Design And Implementation Of Tcr-svc Controller Based On Dsp

As the increase of impact and imbalanced loads, there are many serious problems of power quality in the power system, such as voltage fluctuation and flicker, three-phase imbalance, so dynamic var compensation of load end is quite important. TCR-SVC is an effective measure to increase power system stable level and reduce electrical energy loss, so it has become a hotspot in recent years. However, the TCR used now has many problems, such as poor balance capacity, low response speed and weak anti-interference. In view of these problems, the paper designs and implements a SVC controller model, which uses admittance compensation algorithm based on average power and applies thyristor photoelectric firing technology. The experimental results demonstrate the model has fast response and trigger pulses have strong anti-interference.First of all, the paper researches the working theory of TCR. Moreover, using admittance compensation algorithm based on average power, the SVC controller is researched via simulation.
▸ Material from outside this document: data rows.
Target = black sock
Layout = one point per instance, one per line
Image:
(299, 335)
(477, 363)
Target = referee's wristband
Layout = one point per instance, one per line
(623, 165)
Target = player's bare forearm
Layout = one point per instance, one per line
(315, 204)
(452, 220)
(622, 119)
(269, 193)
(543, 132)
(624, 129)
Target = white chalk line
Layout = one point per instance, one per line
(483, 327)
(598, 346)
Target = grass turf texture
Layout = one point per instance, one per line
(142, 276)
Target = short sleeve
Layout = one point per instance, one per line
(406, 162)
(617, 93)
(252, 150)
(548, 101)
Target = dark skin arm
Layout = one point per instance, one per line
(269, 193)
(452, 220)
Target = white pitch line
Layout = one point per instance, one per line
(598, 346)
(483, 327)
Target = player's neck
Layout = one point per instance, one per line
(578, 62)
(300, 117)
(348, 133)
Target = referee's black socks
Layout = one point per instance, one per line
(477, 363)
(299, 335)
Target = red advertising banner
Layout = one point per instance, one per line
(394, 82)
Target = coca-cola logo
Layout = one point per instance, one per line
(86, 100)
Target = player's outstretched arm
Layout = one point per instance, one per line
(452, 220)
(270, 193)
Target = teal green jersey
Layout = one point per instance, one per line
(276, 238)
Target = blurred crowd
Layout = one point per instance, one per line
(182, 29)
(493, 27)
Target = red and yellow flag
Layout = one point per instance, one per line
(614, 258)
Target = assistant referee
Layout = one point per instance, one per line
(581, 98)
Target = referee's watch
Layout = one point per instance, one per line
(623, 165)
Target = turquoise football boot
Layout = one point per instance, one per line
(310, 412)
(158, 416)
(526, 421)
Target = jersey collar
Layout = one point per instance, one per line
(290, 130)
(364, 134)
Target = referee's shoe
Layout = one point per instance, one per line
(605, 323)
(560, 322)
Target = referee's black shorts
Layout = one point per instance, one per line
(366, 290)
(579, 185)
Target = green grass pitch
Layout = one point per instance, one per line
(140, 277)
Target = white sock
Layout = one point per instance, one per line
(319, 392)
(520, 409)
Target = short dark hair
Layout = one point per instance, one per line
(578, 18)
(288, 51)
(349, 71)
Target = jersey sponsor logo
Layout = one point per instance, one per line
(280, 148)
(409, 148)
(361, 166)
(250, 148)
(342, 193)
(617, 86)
The simulation results prove that the controller using this compensation algorithm can balance three-phase loads and improve the power factor. Finally, based on the load of electric arc furnace, this paper develops a SVC controller model.DSP and CPLD are the cores of the controller, including signal detection circuits, external driver circuits, thyristor digital trigger and photoelectric conversion circuits.Thyristor digital trigger is designed by VHDL Software code of DSP algorithm is programmed by C code.Performance test results of hardware and software show that TCR-SVC controller based on DSP, designed in this thesis, has the following features:calculation of compensation admittance and trigger angle is fast and accurate; the trigger pulse of CPLD output has good synchronization, fast response, good precision, good stability and easy debugging; gotten by photoelectric firing manner, thyristor trigger pulse has steep rising-edge, weak dispersion, and strong anti-interference. These advantages make thyristors in series triggered reliably and synchronously and reduce the error trigger rate of thyristors.